Combinatorics Seminar
When: Sunday, May 25, 10am
Where: Schreiber 309
Speaker: Dan Vilenchik, Tel Aviv University,
Title: An average case study of some satisfiability problems
(PhD defence talk)
Abstract:
Constraint satisfaction problems play an important role in many
areas of computer science, e.g. computational complexity
theory, coding theory, and artificial
intelligence, to mention just a few. The main challenge is to devise
efficient algorithms for finding satisfying
assignments (when such exist), or conversely to provide a certificate
of unsatisfiability. One of the best known examples of a
constraint satisfaction problem is k-SAT, which is the first to be
proven as NP-complete.
k-CNF formulas with m clauses over n variables show a phase
transition phenomenon in the following aspect. There
exists d=d(k,n) such that almost all formulas with m/n>d are not
satisfiable whereas most formulas with m/n below d
are. While random k-CNFs below the threshold received much attention
in recent years, above-threshold distributions over satisfiable
k-CNFs were far less studied. One possible reason is that it is not
clear how to define such distributions in a natural way,
while keeping the problem approachable in some sense.

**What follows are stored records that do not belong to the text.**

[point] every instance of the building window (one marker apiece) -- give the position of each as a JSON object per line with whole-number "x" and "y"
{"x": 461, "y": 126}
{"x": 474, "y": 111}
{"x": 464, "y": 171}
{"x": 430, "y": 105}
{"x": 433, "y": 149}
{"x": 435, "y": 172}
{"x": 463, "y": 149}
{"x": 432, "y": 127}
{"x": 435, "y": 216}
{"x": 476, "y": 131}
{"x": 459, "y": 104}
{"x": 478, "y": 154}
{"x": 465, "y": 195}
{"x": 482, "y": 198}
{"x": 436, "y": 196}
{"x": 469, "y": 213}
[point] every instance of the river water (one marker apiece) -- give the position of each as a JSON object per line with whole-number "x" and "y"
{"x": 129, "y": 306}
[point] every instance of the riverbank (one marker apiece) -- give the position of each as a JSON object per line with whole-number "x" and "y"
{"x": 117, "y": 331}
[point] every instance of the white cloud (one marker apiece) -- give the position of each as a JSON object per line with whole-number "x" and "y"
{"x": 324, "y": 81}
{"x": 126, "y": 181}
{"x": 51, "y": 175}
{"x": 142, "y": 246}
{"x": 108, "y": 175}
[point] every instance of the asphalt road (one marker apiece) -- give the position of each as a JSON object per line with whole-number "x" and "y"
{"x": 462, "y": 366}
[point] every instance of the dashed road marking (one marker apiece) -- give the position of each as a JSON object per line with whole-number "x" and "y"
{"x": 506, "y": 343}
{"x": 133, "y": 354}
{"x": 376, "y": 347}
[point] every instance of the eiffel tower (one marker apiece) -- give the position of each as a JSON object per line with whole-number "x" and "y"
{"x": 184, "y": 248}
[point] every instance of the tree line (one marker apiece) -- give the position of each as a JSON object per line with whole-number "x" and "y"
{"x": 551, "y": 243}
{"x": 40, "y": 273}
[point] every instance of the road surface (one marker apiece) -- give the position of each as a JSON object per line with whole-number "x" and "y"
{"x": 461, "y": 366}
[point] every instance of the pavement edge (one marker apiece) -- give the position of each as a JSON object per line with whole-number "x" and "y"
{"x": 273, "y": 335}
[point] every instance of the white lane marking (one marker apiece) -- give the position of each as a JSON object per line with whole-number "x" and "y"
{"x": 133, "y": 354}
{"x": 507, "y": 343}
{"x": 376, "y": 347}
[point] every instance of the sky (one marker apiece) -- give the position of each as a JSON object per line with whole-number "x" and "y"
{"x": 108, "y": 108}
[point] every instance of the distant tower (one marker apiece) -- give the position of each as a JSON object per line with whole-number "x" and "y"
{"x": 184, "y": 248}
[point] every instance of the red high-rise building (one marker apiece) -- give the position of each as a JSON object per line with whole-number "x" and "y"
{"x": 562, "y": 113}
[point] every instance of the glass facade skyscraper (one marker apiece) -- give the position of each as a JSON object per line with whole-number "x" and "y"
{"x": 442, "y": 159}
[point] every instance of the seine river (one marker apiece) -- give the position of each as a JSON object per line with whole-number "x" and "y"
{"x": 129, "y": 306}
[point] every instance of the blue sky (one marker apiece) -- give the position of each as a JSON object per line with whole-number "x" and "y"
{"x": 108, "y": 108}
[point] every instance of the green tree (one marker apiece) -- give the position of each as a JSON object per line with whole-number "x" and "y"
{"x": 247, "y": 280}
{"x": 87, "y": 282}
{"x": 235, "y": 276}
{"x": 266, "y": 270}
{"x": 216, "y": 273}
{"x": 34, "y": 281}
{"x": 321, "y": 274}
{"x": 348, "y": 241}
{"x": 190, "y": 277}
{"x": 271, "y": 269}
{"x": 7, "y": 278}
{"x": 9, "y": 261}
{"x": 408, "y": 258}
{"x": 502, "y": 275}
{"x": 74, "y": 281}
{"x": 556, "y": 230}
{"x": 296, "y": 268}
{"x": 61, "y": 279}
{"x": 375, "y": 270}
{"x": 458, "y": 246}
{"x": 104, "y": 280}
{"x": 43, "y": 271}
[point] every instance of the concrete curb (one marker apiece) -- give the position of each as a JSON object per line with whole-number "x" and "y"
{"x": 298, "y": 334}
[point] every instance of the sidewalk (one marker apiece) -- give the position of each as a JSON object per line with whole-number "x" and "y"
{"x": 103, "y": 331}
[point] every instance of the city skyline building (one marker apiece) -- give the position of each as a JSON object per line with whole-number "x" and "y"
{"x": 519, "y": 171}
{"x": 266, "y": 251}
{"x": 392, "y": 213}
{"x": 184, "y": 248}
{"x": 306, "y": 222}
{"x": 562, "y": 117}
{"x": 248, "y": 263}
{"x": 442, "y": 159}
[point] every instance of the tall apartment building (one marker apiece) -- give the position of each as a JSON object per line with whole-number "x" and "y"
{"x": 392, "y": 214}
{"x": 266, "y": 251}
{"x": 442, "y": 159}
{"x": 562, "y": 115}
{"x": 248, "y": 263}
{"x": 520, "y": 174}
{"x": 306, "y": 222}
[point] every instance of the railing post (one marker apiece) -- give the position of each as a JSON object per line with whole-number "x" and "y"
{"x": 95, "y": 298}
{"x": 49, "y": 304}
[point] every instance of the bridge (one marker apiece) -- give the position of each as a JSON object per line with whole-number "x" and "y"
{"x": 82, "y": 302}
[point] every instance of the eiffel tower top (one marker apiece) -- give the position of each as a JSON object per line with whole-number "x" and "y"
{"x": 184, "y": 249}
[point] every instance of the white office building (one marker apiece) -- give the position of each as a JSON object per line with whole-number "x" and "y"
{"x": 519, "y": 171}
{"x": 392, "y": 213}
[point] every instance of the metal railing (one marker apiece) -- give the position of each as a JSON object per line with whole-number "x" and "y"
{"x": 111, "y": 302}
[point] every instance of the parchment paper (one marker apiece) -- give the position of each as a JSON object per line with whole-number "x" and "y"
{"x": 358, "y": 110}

Our main contribution is a rigorous average-case study
of above-threshold satisfiable k-CNF formulas.
More specifically, we shall concentrate on three distributions: the
planted k-SAT distribution, the uniform distribution over satisfiable
k-CNF formulas (in the regime m/n>d(k,n)), and an "on-line" version
of the uniform distribution.
Solving a long-standing open question, we are able to show that
unlike the typically complicated structure of the solution space of
below-threshold formulas, above threshold formulas (in all three
distributions) have a simple, basically single-solution structure. We
also present some algorithmic ideas that are useful for solving
certain clause-density regimes of these distributions.
Based on joint works with: Amin Coja-Oghlan, Uriel Feige, Abraham
Flaxman, Michael Krivelevich, and Benjamin Sudakov.